Historically, workplace protections for domestic workers have been sparse. For one, they were excluded from basic protections established by the Fair Labor Standards Act. During the civil rights movement, Bolden became a sounding board for these workers, most of whom, at the time, were black. Domestic work was largely seen as black women’s work until recently, when labor changes such as greater access to civil service jobs for black women led many black women out of domestic work and increased the demand for foreign-born domestic workers. Today, immigrant women of all races have filled these posts, but Bolden’s legacy remains in NDWA’s We Dream in Black campaign, which is specifically designed to amplify the voices of black female domestic workers. Julien now spearheads this campaign.

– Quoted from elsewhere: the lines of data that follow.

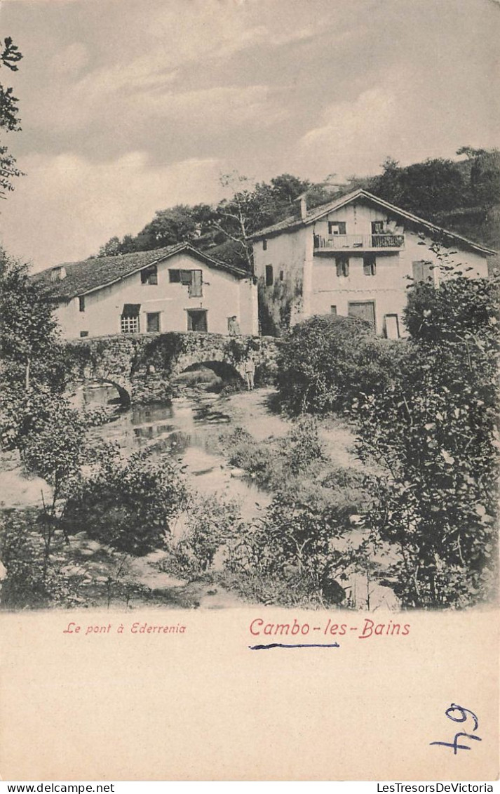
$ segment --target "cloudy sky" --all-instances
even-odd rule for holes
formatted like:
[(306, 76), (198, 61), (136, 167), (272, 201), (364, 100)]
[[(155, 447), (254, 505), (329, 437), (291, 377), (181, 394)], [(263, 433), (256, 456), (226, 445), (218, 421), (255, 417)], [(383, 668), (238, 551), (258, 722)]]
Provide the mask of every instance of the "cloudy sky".
[(26, 175), (0, 233), (35, 269), (221, 197), (500, 145), (498, 0), (2, 0)]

The passage of the first Domestic Workers’ Bill of Rights in New York in 2010 was only the beginning of the contemporary domestic workers movement launched through the formation of NDWA. Seven years and seven states later, NDWA bills of rights are gaining momentum. A part of their strategy has been educating lawmakers about domestic work to gain recognition. Delgado says NDWA has made itself known to legislators in California: “Now when they see the sea of red T-shirts come in, they know exactly who we are.” Since these laws passed, domestic workers like Delgado are empowered to enter in conversations with employers about their working conditions, because they’ve been armed with their rights. “Even if the laws exist on the books, if we don’t demand that they be enforced then it’s like they don’t exist at all,” Delgado said.

In certain respects, these bills are more progressive than existing U.S. labor laws protecting other kinds of workers. Marzena Zukowska, NDWA earned media strategist, points out, “One thing that’s quite noticeable is that the bills of rights in Illinois, New York, and California have a freedom from sexual harassment clause, which is important, because at the federal level many workers get excluded from sexual harassment claims because there’s a minimum number of employees that a workplace has to have.” That minimum number is 15 employees. The NDWA helps domestic workers circumvent these loopholes within existing labor laws.

Delgado, Reyes, and Julien all worked tirelessly as volunteer organizers to pass these bills of rights, and they’re hoping that can translate to an all-encompassing federal bill. Reyes says, “It’s a huge achievement that the NDWA passed the bills of rights in eight states, but the real dream is to do it in every state at the national level.” That seems like a pipe dream given our current administration’s agenda and especially their hostility to undocumented workers, who make up a huge portion of domestic workers today.

The biggest barrier domestic workers face today is fear. Undocumented domestic workers are afraid to ask for minimum wage or overtime pay, and some are even afraid to leave their employers’ homes for fear of detainment or deportation. Julien says, “Our organization is tied into the lives of immigrants, mainly immigrant women, who are at the margins of everything that’s coming down the pipeline of this new administration.” The Trump administration leaves even the most experienced and seasoned NDWA organizers asking, “What next?”

But on Tuesday, they’re celebrating their anniversary and the progress they’ve made nonetheless. Julien says, “We build this community so that when the ‘what next’ comes down the pipeline there’s a home for them to be a part of. We already know that these workers are resilient. Their resilience shapes the way that we change laws in this country.”

*Correction, Nov. 14, 2017: This post originally stated that the NDWA survey, “The Invisible and Unregulated World of Domestic Work,” was from 2016. The survey is actually from 2012.